The lawyer here knew his client for several years—living in the same community, attending the same church. He even considered his client to be a family friend. The lawyer asserted that when the client requested the lawyer fill these contemplated roles, he drafted the documents accordingly. The lawyer acknowledged that the arrangement was “a little unusual,” but he thought it was lawful and proper. The Court disagreed.
No gifts allowed
The Court found the lawyer violated Rule 1.8(c) by “prepar[ing] on behalf of a client an instrument giving the lawyer . . . any substantial gift”. The lawyer’s argument that he was acting as a trustee with intent to distribute the property was swiftly rejected by the Court as not excusing the violation of the ‘plain prohibition’ contained in the rule. The Court found that the lawyer prepared a document that gave his client’s property to himself without restriction and that the lawyer is still responsible even if he did not think the documents constituted a gift. The Court found that these types of transactions undermine public confidence in the legal profession.

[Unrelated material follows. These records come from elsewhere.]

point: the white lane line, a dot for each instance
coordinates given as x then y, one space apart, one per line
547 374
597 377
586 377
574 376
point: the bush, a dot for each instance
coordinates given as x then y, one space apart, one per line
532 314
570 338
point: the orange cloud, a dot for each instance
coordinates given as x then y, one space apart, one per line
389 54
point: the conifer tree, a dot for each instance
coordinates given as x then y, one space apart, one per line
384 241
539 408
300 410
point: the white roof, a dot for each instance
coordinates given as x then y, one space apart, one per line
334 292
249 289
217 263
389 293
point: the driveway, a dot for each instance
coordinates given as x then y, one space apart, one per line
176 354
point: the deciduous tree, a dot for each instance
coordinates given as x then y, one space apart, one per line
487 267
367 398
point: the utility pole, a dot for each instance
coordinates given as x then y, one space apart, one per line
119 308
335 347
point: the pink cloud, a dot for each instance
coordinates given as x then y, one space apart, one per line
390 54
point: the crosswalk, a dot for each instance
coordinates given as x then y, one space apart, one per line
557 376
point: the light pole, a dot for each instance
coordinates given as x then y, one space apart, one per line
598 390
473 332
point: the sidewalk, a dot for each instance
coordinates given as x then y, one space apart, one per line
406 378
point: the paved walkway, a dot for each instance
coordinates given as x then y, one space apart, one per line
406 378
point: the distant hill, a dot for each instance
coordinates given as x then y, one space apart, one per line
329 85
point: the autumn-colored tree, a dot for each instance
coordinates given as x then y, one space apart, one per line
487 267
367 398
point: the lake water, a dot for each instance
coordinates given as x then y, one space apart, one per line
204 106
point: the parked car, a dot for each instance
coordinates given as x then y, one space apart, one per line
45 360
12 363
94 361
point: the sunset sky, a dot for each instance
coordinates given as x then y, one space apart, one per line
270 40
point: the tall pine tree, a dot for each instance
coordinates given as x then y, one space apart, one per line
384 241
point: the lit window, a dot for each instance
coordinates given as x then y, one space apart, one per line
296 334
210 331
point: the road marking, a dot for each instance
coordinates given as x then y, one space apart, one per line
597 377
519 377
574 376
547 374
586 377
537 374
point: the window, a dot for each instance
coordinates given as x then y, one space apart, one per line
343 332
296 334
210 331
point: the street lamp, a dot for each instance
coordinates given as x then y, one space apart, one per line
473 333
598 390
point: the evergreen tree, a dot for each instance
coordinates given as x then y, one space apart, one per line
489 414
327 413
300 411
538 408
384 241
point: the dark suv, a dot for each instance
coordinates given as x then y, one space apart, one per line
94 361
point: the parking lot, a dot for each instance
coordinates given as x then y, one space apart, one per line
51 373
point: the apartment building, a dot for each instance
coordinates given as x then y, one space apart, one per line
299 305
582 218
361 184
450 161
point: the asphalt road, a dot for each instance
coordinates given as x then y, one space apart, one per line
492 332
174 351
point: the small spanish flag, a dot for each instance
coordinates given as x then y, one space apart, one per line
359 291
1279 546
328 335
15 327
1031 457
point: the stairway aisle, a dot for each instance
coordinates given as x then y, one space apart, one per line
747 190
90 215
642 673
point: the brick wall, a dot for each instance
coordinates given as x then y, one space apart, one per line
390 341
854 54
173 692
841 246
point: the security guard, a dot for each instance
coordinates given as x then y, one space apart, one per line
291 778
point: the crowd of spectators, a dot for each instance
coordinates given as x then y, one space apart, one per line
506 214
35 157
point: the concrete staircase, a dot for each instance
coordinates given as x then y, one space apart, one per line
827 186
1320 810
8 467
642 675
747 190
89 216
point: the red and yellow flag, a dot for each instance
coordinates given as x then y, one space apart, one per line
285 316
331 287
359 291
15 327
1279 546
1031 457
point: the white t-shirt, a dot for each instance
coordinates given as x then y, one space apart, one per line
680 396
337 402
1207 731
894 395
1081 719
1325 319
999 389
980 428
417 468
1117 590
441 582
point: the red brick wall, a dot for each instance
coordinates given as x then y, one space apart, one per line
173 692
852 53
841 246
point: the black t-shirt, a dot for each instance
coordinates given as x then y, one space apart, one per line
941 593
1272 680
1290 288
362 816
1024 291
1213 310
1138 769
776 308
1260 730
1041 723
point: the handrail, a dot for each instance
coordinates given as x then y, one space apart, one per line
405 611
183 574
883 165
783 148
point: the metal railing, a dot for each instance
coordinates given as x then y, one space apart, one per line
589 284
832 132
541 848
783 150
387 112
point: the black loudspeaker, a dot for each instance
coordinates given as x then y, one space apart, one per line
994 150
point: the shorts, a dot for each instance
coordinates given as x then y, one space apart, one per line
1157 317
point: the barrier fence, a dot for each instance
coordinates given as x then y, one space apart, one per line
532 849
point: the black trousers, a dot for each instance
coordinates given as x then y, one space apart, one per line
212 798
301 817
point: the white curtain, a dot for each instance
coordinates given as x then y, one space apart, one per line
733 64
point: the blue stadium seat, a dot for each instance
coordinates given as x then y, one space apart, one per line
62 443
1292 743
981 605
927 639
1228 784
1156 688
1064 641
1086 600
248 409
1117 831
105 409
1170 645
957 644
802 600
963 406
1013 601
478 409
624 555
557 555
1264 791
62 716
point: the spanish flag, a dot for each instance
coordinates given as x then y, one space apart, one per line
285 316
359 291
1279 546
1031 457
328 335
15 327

The Court further found that by drafting and presenting legal documents that gave him interests in his client’s property and estate, the lawyer violated Rule 1.7, which provides that a “lawyer shall not represent a client if the representation involves a concurrent conflict of interest unless, among other things, “each affected client gives informed consent.” The lawyer claimed to have advised his client that someone else should be used as the trustee and grantee and that the client should consult with another lawyer, but the client refused. No waiver detailing the conflict or inherent risks involved was ever signed. The Court rejected the argument that such violation is acceptable because of the client’s insistence.
Lesson for the day
Not every gift is one worth receiving. Many jurisdictions allow for an exception Rule 1.8(c) if the client and lawyer are related—see examples in Ohio and DC. But this case serves as important reminder to check your home state’s view on the matter. While you may not view yourself as reviewing a gift, think about how the court would view it.